Item 4.        Terms of the Transaction.
(a)Material Terms: The information set forth under the following headings in the Offer to Purchase is incorporated herein by reference.
“Summary Term Sheet”
“The Offer and Consent Solicitation, Section 1. General Terms”
“The Offer and Consent Solicitation, Section 2. Procedure for Tendering Warrants”
“The Offer and Consent Solicitation, Section 3. Withdrawal Rights”
“The Offer and Consent Solicitation, Section 4. Acceptance of Warrants and Payment of Offer Purchase Price”
“The Offer and Consent Solicitation, Section 5. Background and Purpose of the Offer”
“The Offer and Consent Solicitation, Section 6. Price Range of Public Warrants”
“The Offer and Consent Solicitation, Section 7. Source and Amount of Funds”
“The Offer and Consent Solicitation, Section 8. Transactions and Agreements Concerning the Company’s Securities”
“The Offer and Consent Solicitation, Section 9. Security Ownership of Certain Management”
“The Offer and Consent Solicitation, Section 10. Conditions; Termination; Waivers; Extensions; Amendments”
“The Offer and Consent Solicitation, Section 11. Material U.S. Federal Income Tax Consequences”

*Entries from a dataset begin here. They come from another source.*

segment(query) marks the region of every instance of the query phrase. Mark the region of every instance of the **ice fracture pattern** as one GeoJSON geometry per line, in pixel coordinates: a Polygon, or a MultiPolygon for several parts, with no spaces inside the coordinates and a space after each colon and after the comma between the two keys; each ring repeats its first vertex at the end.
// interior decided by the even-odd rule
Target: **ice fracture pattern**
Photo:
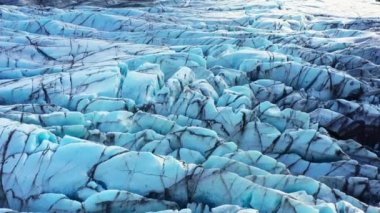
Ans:
{"type": "Polygon", "coordinates": [[[380,3],[0,3],[0,212],[380,212],[380,3]]]}

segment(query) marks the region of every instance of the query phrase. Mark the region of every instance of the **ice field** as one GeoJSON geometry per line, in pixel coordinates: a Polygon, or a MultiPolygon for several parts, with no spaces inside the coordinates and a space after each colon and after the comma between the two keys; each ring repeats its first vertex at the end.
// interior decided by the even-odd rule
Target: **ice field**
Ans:
{"type": "Polygon", "coordinates": [[[0,3],[0,212],[380,213],[380,2],[0,3]]]}

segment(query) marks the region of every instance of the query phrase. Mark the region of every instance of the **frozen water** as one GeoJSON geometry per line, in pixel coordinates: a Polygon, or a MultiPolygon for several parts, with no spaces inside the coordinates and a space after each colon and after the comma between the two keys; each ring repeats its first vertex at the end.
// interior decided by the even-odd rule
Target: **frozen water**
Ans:
{"type": "Polygon", "coordinates": [[[0,0],[0,212],[380,212],[374,0],[0,0]]]}

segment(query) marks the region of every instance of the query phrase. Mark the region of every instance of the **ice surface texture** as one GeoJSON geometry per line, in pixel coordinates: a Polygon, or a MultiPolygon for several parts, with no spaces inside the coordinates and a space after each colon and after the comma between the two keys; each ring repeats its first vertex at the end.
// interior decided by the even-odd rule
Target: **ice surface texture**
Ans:
{"type": "Polygon", "coordinates": [[[379,3],[0,2],[1,212],[380,212],[379,3]]]}

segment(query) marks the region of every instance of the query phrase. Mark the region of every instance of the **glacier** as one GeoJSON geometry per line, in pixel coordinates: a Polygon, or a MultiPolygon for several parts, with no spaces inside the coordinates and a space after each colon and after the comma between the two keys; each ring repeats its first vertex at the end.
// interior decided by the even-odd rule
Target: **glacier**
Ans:
{"type": "Polygon", "coordinates": [[[380,3],[0,0],[0,212],[380,212],[380,3]]]}

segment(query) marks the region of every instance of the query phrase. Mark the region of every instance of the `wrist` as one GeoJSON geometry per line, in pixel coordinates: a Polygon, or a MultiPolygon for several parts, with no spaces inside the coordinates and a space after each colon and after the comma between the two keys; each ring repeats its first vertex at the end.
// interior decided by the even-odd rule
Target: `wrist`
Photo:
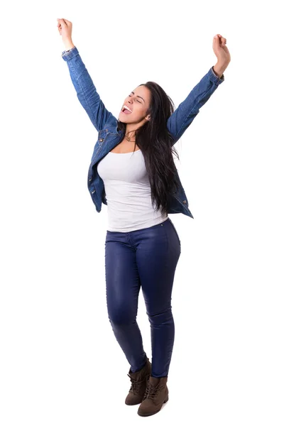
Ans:
{"type": "Polygon", "coordinates": [[[75,45],[72,40],[63,40],[63,43],[65,47],[65,50],[70,50],[70,49],[75,47],[75,45]]]}
{"type": "Polygon", "coordinates": [[[219,77],[219,78],[221,78],[227,66],[227,63],[221,63],[217,62],[213,67],[213,71],[216,75],[219,77]]]}

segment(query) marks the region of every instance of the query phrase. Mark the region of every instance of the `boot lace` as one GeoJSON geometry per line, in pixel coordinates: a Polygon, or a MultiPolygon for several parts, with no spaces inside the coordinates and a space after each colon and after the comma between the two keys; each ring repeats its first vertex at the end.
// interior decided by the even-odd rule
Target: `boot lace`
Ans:
{"type": "Polygon", "coordinates": [[[147,382],[147,388],[144,393],[143,400],[146,398],[154,400],[159,392],[165,388],[165,386],[157,386],[155,388],[149,381],[147,382]]]}
{"type": "MultiPolygon", "coordinates": [[[[132,390],[132,392],[133,393],[134,395],[135,395],[135,393],[138,393],[141,386],[143,383],[145,382],[146,378],[144,377],[143,378],[141,378],[141,380],[139,380],[138,378],[134,378],[131,377],[129,374],[127,374],[127,376],[129,377],[130,380],[131,381],[131,386],[129,389],[129,392],[132,390]]],[[[150,374],[148,376],[148,377],[149,376],[150,376],[150,374]]],[[[148,378],[148,377],[147,377],[147,378],[148,378]]]]}

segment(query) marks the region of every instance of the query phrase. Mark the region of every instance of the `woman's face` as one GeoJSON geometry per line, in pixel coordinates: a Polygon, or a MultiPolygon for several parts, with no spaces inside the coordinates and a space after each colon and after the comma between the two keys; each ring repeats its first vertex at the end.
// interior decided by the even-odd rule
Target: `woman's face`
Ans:
{"type": "Polygon", "coordinates": [[[123,123],[141,123],[145,117],[149,117],[147,111],[150,106],[151,91],[146,86],[138,86],[125,99],[119,113],[119,121],[123,123]],[[131,111],[126,110],[125,105],[131,111]]]}

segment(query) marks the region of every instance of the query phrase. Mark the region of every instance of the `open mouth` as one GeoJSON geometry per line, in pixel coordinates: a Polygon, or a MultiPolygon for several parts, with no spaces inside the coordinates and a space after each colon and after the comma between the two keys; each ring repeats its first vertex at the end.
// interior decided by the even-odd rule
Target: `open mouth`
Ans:
{"type": "Polygon", "coordinates": [[[131,111],[127,109],[126,108],[123,108],[122,112],[124,112],[124,114],[131,114],[131,111]]]}

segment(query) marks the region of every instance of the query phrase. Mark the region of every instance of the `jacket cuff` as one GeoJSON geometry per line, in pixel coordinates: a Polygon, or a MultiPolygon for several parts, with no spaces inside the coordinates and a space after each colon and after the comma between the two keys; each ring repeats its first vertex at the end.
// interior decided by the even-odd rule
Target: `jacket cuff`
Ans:
{"type": "Polygon", "coordinates": [[[69,50],[63,50],[61,57],[64,60],[70,60],[77,55],[79,55],[79,51],[76,46],[74,46],[74,48],[72,48],[72,49],[70,49],[69,50]]]}
{"type": "Polygon", "coordinates": [[[217,85],[221,84],[221,83],[222,83],[225,80],[225,77],[224,77],[224,74],[222,74],[220,77],[218,77],[218,75],[216,75],[216,74],[213,71],[213,67],[214,67],[214,65],[212,67],[211,67],[210,70],[208,72],[209,78],[215,84],[217,84],[217,85]]]}

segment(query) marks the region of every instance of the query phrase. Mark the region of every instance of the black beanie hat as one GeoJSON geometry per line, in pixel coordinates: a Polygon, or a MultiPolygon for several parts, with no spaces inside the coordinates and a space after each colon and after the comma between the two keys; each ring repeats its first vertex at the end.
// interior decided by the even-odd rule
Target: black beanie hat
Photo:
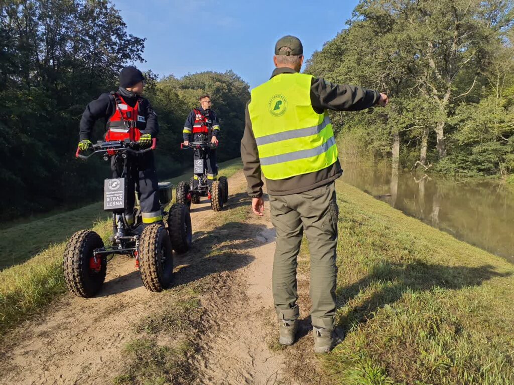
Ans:
{"type": "Polygon", "coordinates": [[[129,88],[144,80],[141,72],[135,67],[125,67],[120,72],[120,85],[129,88]]]}

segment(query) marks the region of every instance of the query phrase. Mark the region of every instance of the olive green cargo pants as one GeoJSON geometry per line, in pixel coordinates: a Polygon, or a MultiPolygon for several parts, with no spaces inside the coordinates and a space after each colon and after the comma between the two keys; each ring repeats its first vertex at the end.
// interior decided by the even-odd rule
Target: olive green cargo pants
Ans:
{"type": "Polygon", "coordinates": [[[273,262],[273,298],[279,319],[295,320],[297,257],[303,233],[310,253],[310,316],[314,326],[334,329],[336,312],[337,217],[334,183],[305,192],[269,196],[277,231],[273,262]]]}

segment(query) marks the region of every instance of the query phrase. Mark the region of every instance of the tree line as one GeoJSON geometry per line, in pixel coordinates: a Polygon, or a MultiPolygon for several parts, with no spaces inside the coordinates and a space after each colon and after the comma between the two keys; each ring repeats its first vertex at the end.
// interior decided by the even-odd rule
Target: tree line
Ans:
{"type": "MultiPolygon", "coordinates": [[[[143,61],[144,38],[127,32],[108,0],[8,0],[0,4],[0,213],[15,217],[97,200],[108,167],[73,155],[86,105],[116,90],[120,70],[143,61]]],[[[223,161],[239,156],[248,85],[231,71],[158,79],[144,96],[159,118],[163,179],[190,166],[181,153],[184,121],[210,93],[222,127],[223,161]],[[230,138],[230,140],[226,139],[230,138]]],[[[103,122],[94,140],[101,140],[103,122]]],[[[189,154],[188,154],[189,155],[189,154]]]]}
{"type": "Polygon", "coordinates": [[[361,1],[307,69],[391,97],[386,109],[332,114],[344,160],[514,174],[513,7],[508,0],[361,1]]]}

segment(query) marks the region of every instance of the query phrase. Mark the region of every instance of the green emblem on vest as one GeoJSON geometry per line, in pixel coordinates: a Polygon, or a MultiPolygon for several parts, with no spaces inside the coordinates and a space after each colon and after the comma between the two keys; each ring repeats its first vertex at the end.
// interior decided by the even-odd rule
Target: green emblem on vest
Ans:
{"type": "Polygon", "coordinates": [[[287,100],[283,95],[274,95],[268,103],[268,110],[274,117],[281,117],[287,109],[287,100]]]}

“The Offer and Consent Solicitation, Section 12. Forward-Looking Statements; Risk Factors”
“The Offer and Consent Solicitation, Section 13. The Depositary, Information Agent and Dealer Manager”

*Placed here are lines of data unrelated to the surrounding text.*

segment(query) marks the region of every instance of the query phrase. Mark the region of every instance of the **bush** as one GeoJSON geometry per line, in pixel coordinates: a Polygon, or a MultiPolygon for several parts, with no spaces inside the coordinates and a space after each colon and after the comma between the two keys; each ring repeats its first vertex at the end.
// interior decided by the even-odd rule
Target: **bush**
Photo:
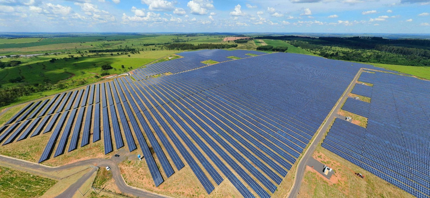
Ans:
{"type": "Polygon", "coordinates": [[[108,70],[113,68],[114,68],[112,67],[111,64],[108,63],[104,63],[103,65],[101,65],[101,69],[103,70],[108,70]]]}
{"type": "Polygon", "coordinates": [[[272,49],[273,46],[271,45],[263,45],[257,47],[257,50],[261,51],[271,51],[272,49]]]}

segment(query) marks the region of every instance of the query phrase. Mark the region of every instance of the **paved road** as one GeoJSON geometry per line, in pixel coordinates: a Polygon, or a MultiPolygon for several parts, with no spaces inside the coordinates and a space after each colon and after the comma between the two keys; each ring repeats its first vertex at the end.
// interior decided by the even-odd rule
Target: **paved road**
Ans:
{"type": "Polygon", "coordinates": [[[355,77],[354,78],[354,80],[353,80],[351,84],[347,88],[347,90],[345,92],[345,93],[341,97],[340,102],[336,105],[336,107],[335,108],[335,109],[330,114],[327,121],[324,123],[324,125],[322,126],[322,127],[321,128],[321,130],[317,134],[316,136],[310,143],[309,147],[307,148],[304,154],[303,157],[299,162],[298,164],[297,165],[297,168],[296,169],[296,175],[295,177],[294,183],[292,187],[291,190],[290,191],[290,192],[289,193],[289,198],[294,198],[297,197],[298,195],[298,193],[300,190],[301,181],[303,179],[304,170],[306,169],[306,164],[307,164],[307,161],[310,158],[312,158],[313,152],[315,151],[315,148],[318,145],[318,142],[319,142],[321,138],[322,138],[325,132],[327,131],[327,128],[330,125],[330,124],[332,123],[333,119],[335,119],[335,118],[337,116],[338,114],[337,112],[339,111],[339,109],[341,108],[342,104],[347,99],[347,98],[348,98],[348,94],[351,92],[351,90],[352,89],[352,87],[355,84],[355,82],[358,80],[358,78],[360,76],[359,74],[361,73],[362,71],[362,68],[360,69],[357,73],[355,77]]]}
{"type": "MultiPolygon", "coordinates": [[[[112,177],[115,180],[115,184],[118,187],[120,191],[125,194],[132,195],[133,196],[138,197],[149,198],[166,198],[169,197],[163,195],[157,194],[149,191],[146,191],[143,189],[130,186],[126,184],[124,180],[121,177],[121,172],[120,171],[120,168],[118,166],[118,164],[124,160],[125,158],[126,157],[123,156],[120,158],[113,157],[112,158],[107,160],[103,158],[89,159],[64,166],[51,167],[19,159],[0,155],[0,164],[4,163],[7,163],[4,164],[13,164],[14,166],[14,168],[29,172],[38,172],[38,171],[49,172],[55,170],[59,172],[62,170],[81,166],[97,166],[100,167],[100,168],[105,168],[106,167],[109,166],[111,168],[111,171],[112,171],[112,177]]],[[[10,166],[9,164],[7,165],[8,166],[10,166]]],[[[75,193],[77,191],[77,189],[82,186],[84,183],[91,177],[91,175],[92,175],[93,173],[92,171],[94,171],[92,170],[92,170],[84,174],[78,179],[76,182],[68,188],[68,189],[60,195],[58,195],[58,197],[61,197],[62,198],[72,197],[75,193]]],[[[47,175],[44,173],[43,174],[47,175]]],[[[52,177],[55,178],[55,177],[52,176],[52,177]]],[[[61,179],[61,178],[57,179],[61,179]]]]}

“The Offer and Consent Solicitation, Section 14. Additional Information; Miscellaneous”
(b)Purchases: The information set forth under “The Offer and Consent Solicitation, Section 5.D. Background and Purpose of the Offer—Interests of Directors and Executive Officers” in the Offer to Purchase is incorporated herein by reference.
Item 5.        Past Contracts, Transactions, Negotiations and Arrangements.
(a)Agreements Involving the Subject Company’s Securities: The information set forth under “The Offer and Consent Solicitation, Section 8. Transactions and Arrangements Concerning the Shares” in the Offer to Purchase is incorporated herein by reference.
Item 6.        Purposes of the Transaction and Plans or Proposals.
(a)Purposes: The information set forth under “The Offer and Consent Solicitation, Section 5.C. Background and Purpose of Our Offer—Purpose of the Offer” in the Offer to Purchase is incorporated herein by reference.
(b)Use of the Securities Acquired: The Warrants tendered will be retired and cancelled by the Company.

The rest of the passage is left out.